Silvia Grijalba (born 1967 in Madrid) is a journalist, writer and cultural manager in the music field.  She directs the Cervantes Institute in Cairo and Alexandria, after having been manager of the Rafael Pérez Estrada Foundation and director of the Gerald Brenan House in Malaga, Spain. She was awarded the Fernando Lara Novel Prize in 2011.

== Biography ==
Linked to the Spanish newspaper El Mundo since its foundation, she was an editor in the culture section. She has been contributor in other media specialized in music such as Glamour, Ruta 66, Rolling Stone or Vogue.

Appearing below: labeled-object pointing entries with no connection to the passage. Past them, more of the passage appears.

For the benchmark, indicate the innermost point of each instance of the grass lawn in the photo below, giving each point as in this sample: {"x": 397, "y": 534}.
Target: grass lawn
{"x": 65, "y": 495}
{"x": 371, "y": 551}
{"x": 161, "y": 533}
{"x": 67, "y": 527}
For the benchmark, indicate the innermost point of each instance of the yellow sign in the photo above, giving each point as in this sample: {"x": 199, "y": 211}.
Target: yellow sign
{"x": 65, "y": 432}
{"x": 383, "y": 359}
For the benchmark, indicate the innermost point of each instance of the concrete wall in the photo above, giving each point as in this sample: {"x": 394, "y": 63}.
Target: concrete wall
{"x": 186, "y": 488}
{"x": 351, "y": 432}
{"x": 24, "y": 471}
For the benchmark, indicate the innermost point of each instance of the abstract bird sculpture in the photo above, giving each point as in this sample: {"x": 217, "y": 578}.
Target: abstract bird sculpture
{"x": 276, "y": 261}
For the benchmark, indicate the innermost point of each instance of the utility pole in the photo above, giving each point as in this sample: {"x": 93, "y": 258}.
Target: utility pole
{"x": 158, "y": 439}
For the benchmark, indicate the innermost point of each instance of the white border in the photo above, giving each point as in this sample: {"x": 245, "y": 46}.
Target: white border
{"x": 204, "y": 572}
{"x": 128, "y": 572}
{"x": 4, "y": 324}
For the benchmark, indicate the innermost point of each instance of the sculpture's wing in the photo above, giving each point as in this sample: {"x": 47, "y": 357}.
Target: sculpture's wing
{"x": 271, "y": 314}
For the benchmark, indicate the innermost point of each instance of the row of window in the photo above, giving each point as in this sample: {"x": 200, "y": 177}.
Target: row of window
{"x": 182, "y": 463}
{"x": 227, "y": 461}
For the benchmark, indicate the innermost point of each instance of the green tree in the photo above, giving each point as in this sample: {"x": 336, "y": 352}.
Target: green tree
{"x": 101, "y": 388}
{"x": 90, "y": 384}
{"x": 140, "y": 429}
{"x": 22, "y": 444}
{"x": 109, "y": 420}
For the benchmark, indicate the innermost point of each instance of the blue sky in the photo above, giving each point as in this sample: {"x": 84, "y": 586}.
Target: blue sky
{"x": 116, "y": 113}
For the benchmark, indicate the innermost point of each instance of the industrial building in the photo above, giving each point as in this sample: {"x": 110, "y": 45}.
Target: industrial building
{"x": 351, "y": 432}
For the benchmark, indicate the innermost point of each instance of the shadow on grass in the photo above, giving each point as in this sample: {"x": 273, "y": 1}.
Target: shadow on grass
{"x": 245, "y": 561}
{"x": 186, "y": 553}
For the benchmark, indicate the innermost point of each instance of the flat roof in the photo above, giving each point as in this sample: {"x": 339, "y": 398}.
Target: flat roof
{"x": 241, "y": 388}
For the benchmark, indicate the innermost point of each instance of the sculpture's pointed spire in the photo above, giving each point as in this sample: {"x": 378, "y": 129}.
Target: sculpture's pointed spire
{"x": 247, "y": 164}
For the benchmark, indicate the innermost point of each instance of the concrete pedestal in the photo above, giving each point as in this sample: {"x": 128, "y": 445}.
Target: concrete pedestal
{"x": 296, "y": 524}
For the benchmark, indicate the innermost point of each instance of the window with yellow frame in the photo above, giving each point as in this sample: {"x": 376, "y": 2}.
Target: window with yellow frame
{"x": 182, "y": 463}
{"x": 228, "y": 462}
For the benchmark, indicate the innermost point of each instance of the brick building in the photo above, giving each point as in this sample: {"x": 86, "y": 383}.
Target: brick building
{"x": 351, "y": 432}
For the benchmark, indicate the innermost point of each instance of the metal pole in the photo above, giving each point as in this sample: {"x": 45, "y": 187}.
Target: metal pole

She broke away from the professional world as a journalist to creative writing. Her writing career began with two novels, Alivio Rápido (2001) and Atrapada en el Limbo (2005); six years later published Contigo Aprendí (With You I Learned), a work that takes place between Spain, Cuba and New York, where she novels the life of her paternal grandmother married to an Indiano. She won the Fernando Lara Novel Prize, worth 120,000 euros. Her last published novel is Tú me acostumbraste (2014). She is also the author of several music-related essays, such as Dios salve a la movida (2006), Palabra de rock, Antología de letristas españoles (2008), Más que famosos, and The rise and fall of the fascination with rock (2015) which constitutes a journey through her anecdotes as a music journalist for many years. She is also the author of Depeche Mode's Biography (1997), the first published in Spanish about the British group.

As a cultural manager, she has directed the festival Spoken Word Palabra y Música (Seville and Gijón, among other cities) and Poesía del Rock (Málaga), and has been the Manager of the Rafael Pérez Estrada Foundation and Director of the Gerald Brenan House in Málaga.

Since 2017 she has been Director of the Cervantes Institute in Cairo and Alexandria.